On Remembering Who You Are

Before I tell you about the gut-wrenching, vomit-worthy, crawl-into-a-ball-and-die interview experience I had lately, let me back up a little.

I was, until recently, a 32 year old Italian-born American living in Arizona, stuck in a relationship with no future and a service industry job I was tired of, with no health-insurance and only a pretty useless degree.

So I did the only wise thing I could think of: I jumped on a plane to Paris ready to start my life over.

“I have a pretty decent level of French” I told myself “and a double citizenship. I’ll find a job easily speaking both English and Italian. I will be fine.”

Now, fresh of the plane, I spent the first month in the City of Light living it up. Museum, baguettes, fromages, croissants and drinks by the river Seine were my constant companions.

But soon, my savings account sadly depleted, I started looking for a job.

“Not the service industry. ANYTHING but the service industry. I am 32. I need to start earning some real money.”

With that thought in mind, and my trusted childhood friend as an ally, lawyer and resume editor, I started to dive into that obscure ocean that is the job marketplace.

I am not proud to confess that I applied for corporate jobs that are not suited to my personality type, not in line with my passions and in fact everything I normally despise.

But I went with it.

I thought: I’ll fake it. I can pretend to be somebody else to get these jobs. I’ll prepare myself and be to be whoever they want me to be.
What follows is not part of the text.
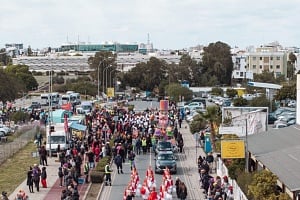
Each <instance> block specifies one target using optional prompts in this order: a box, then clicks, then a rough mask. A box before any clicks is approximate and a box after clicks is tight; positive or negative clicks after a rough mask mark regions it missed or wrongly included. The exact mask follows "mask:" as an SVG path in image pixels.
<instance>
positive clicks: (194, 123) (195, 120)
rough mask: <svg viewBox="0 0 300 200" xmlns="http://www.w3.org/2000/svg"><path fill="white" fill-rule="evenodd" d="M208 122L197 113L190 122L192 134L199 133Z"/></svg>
mask: <svg viewBox="0 0 300 200" xmlns="http://www.w3.org/2000/svg"><path fill="white" fill-rule="evenodd" d="M206 124H207V122H206V121H205V120H204V119H203V118H202V117H201V116H200V115H196V116H195V117H194V119H193V121H192V122H191V124H190V130H191V132H192V134H194V133H198V132H199V131H200V130H202V129H204V128H205V127H206Z"/></svg>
So I applied as a for a startup that is growing like crazy, making billions, while putting photographers out of a job: Meero.

It’s disguised as a “onboarding” and “training” job, but in reality it is nothing but a telemarketer job, convincing photographers Meero works for them while the opposite is true, trying to con them into a game they cannot win.
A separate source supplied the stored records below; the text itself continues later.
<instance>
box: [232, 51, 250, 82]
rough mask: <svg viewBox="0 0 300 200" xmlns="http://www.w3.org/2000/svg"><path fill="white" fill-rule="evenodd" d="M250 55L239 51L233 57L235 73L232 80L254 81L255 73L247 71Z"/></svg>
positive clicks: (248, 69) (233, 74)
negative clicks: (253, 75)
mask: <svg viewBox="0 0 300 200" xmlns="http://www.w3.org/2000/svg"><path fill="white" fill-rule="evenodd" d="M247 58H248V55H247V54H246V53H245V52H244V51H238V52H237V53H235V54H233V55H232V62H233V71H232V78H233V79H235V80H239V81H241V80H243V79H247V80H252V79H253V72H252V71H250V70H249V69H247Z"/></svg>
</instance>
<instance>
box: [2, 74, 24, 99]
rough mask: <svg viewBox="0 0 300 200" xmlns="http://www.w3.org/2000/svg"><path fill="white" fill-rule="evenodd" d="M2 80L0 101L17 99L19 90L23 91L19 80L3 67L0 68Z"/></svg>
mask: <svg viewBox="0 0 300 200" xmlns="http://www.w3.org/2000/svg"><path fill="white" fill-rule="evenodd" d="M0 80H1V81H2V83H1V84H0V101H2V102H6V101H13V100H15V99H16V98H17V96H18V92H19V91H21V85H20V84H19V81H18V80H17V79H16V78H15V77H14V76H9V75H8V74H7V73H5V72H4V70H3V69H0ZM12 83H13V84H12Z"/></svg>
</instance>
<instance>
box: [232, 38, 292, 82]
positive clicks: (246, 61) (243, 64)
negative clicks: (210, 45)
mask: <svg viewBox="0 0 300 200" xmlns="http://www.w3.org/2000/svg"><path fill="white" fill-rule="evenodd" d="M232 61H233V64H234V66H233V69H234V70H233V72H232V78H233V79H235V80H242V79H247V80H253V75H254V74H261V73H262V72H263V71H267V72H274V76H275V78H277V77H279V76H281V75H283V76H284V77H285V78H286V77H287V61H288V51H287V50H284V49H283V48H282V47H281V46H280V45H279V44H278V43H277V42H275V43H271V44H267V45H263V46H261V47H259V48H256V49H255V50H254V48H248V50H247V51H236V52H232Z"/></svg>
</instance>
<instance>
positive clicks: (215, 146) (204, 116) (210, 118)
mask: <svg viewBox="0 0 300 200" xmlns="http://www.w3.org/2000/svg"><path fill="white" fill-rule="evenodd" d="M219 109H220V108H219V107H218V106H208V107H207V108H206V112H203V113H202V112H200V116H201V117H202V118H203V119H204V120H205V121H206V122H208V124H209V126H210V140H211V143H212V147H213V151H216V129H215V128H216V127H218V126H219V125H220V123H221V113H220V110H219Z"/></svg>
I get a first phone interview. I tell myself, sure, I can put my ethics aside and play their game.

So I wait nervously for the call I know is coming at 4pm. I wait. I wait.

At 4:10, the phone rings.

A frenchman says his name and begins by letting me know the number I put on the resume is wrong.

He asks me about the company. I have done my homework. I think I’m doing alright for a while until he asks me coldly if I’d prefer answering the questions in English. “If you understand the questions in French” he tells me.
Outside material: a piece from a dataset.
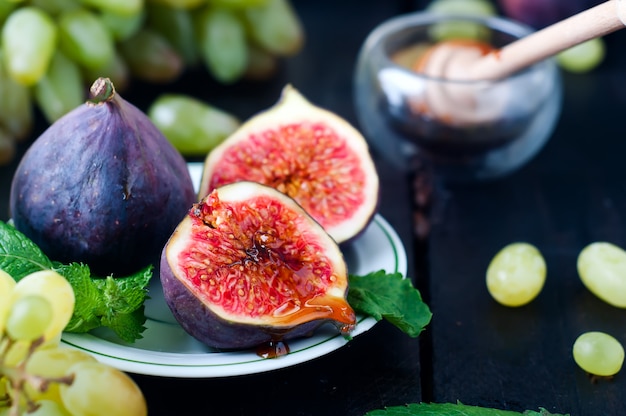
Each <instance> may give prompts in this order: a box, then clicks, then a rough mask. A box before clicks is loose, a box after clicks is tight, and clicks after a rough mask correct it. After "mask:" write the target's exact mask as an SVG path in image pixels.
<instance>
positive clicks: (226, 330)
mask: <svg viewBox="0 0 626 416" xmlns="http://www.w3.org/2000/svg"><path fill="white" fill-rule="evenodd" d="M160 275H161V286H162V287H163V294H164V297H165V300H166V303H167V305H168V307H169V308H170V310H171V311H172V314H173V315H174V318H175V319H176V321H178V323H179V324H180V326H181V327H182V328H183V329H184V330H185V331H186V332H187V333H188V334H190V335H191V336H193V337H194V338H196V339H197V340H198V341H200V342H202V343H203V344H205V345H208V346H210V347H213V348H216V349H218V350H224V351H226V350H239V349H247V348H254V347H257V346H260V345H263V344H267V343H269V342H271V341H276V340H288V339H293V338H298V337H303V336H307V335H310V334H311V333H312V332H313V331H314V330H315V329H316V328H318V327H319V326H320V325H322V324H323V323H324V322H326V321H311V322H307V323H305V324H301V325H298V326H294V327H291V328H288V329H286V330H282V331H281V332H278V331H277V329H276V328H272V327H268V326H255V327H253V326H250V325H243V324H239V323H235V322H229V321H226V320H224V319H222V318H221V317H219V316H218V315H216V314H215V313H213V312H212V311H211V309H209V308H208V307H207V306H206V305H205V304H204V303H202V301H200V300H199V299H198V298H197V297H196V296H194V294H193V293H192V292H191V291H190V290H189V289H188V288H187V287H186V286H185V285H184V284H183V283H182V282H181V281H180V280H178V279H177V278H176V276H175V275H174V273H173V272H172V269H171V268H170V266H169V263H168V262H167V258H166V256H165V250H163V255H162V257H161V266H160Z"/></svg>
The anxiety is mounting. I’m fuming. I switch to English. I try to pretend I can sell.

I try, I fail.

He wants me to tell him something I don’t believe, and I realize in that instant, I don’t know how to do it.

Instead of selling myself, I tell him angrily I can do the job. I want him and his patronizing tone to get off my back. He keeps asking me if I understand the question, that he repeats in dubious English.

In that moment I feel like the most unqualified person on the planet. In the moment I literally am the most unqualified person on the planet.

He hangs up.

I laugh. Then cry. Then spend the next 24 hours feeling worthless.

Until it hits me: you can never win by faking who you are.

Even if I had somehow gotten myself gracefully through that interview, what would have been the best outcome? I would have gotten a job in something that ultimately I don’t want or believe in.

It is not worth it. Even for a paycheck.

If you have to fake yourself into any one thing, that means it was never for you. And this doesn’t only apply to jobs, but to all life’s endeavors.

Don’t ever think you can put who you are aside for someone or something else. It never works, the truth will always ask for its freedom.

At best, you find yourself with a failed interview, at worse with a whole life that is built on lies.

Do yourself a favor: be who you are and do what you truly believe in, and you will never fail.